Answering some specific objections from the thread over at Joe's FB (paraphrased):

1. "We already know there's no aptitude difference". We do? The only research I've seen shows that we know there's no aptitude difference *in early school age children*. If we really know this is true, show me a college, or even high school, graduating class in which the bull curve, in all subjects, ignores sex differences, please.

2. "The study compared people with identical qualifications". So what? I've met people with fantastic qualifications that couldn't code their way out of a wet paper bag. Just because two people both have a CS degree from CMU does *not* mean they are identical clones. It doesn't mean they're identically competent in the workforce. Hell, I'd be surprised if there was even a very strong correlation; school is not like work. So, how strongly do the qualifications this study used correlate with long-term job competence? What happens if you control for sex? Again, I'm not saying I know the answer, I'm saying I *DO NOT* know the answer, and I desperately want to, because until we know the answer we can't solve the problem.

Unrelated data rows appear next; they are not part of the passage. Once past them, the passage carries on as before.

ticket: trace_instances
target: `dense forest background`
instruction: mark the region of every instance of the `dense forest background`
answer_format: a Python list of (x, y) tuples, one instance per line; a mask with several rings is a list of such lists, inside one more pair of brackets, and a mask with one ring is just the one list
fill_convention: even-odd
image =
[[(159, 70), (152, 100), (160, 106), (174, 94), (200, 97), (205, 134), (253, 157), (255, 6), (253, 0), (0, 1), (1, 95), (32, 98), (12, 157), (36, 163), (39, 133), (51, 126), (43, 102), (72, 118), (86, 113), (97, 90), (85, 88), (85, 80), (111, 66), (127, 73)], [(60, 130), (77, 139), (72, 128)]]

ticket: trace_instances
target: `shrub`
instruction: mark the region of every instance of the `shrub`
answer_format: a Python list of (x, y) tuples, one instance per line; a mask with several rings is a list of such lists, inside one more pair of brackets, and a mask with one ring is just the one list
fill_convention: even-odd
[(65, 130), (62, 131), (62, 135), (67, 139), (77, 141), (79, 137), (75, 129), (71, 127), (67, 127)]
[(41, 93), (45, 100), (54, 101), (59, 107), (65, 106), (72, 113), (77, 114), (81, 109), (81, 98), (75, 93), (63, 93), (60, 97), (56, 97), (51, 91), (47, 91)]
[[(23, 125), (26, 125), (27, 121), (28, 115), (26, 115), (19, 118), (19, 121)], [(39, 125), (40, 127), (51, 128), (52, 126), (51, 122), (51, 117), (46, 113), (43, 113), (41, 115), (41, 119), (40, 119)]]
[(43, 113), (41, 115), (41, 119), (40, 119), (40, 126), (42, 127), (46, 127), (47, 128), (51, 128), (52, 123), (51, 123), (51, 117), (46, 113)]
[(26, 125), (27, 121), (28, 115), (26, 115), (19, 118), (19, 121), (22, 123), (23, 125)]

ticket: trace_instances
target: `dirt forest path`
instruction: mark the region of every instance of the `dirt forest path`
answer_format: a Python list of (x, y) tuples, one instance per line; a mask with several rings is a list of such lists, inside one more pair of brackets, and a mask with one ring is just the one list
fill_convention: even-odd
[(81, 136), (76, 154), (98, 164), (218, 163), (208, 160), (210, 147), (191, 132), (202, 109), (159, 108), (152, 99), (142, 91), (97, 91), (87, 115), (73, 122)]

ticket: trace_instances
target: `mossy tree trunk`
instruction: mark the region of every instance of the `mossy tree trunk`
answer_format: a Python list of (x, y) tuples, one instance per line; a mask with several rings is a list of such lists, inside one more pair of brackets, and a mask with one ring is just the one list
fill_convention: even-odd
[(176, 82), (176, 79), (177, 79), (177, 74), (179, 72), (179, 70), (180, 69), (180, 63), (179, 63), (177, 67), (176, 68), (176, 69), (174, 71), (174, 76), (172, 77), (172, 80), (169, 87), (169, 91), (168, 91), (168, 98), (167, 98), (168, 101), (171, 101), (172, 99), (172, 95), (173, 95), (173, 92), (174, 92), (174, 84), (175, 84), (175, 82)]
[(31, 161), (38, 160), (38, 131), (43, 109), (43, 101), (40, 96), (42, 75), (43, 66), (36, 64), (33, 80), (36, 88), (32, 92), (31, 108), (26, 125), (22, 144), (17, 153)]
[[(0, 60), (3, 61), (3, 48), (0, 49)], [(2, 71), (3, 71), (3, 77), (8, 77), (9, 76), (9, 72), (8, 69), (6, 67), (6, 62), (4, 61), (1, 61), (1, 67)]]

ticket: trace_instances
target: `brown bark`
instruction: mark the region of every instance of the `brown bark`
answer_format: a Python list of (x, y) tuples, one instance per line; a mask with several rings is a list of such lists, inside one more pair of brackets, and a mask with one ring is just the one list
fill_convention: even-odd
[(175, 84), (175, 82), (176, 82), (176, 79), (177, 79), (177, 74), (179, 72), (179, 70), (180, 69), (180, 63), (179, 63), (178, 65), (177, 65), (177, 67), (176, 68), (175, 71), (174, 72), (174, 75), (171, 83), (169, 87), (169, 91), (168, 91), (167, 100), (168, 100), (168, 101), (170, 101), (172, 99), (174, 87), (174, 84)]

3. This one is not paraphrased: "It makes the entirely credible assumption that candidates with identical credentials will have identical qualifications (more precisely, that gender is not predictive of the relative qualifications of two candidates with identical credentials). I think that's the proper default assumption, and someone who wishes to challenge it should have the burden of proving that it's incorrect.". Well, I can't speak to physics, but in my field, I've not observed that assumption to hold. I bow out of running the study in question; scientific studies are not, in any respect, my field. I would be *more* than happy to throw money at someone who *is* studying this, though.

ADDENDUM:

A friend pointed me to a German survey, in which 46% of German women from 14-29 years old claimed to know at least one programming language. Even if it's crap in terms of actual competence (i.e. "can you pass fizzbuzz?"), that *claim* is so starkly different from what I'd expect to see in the US that it gives me real hope that at least *some* of the problem is both social and solvable. I'm smiling right now as I type this, in fact.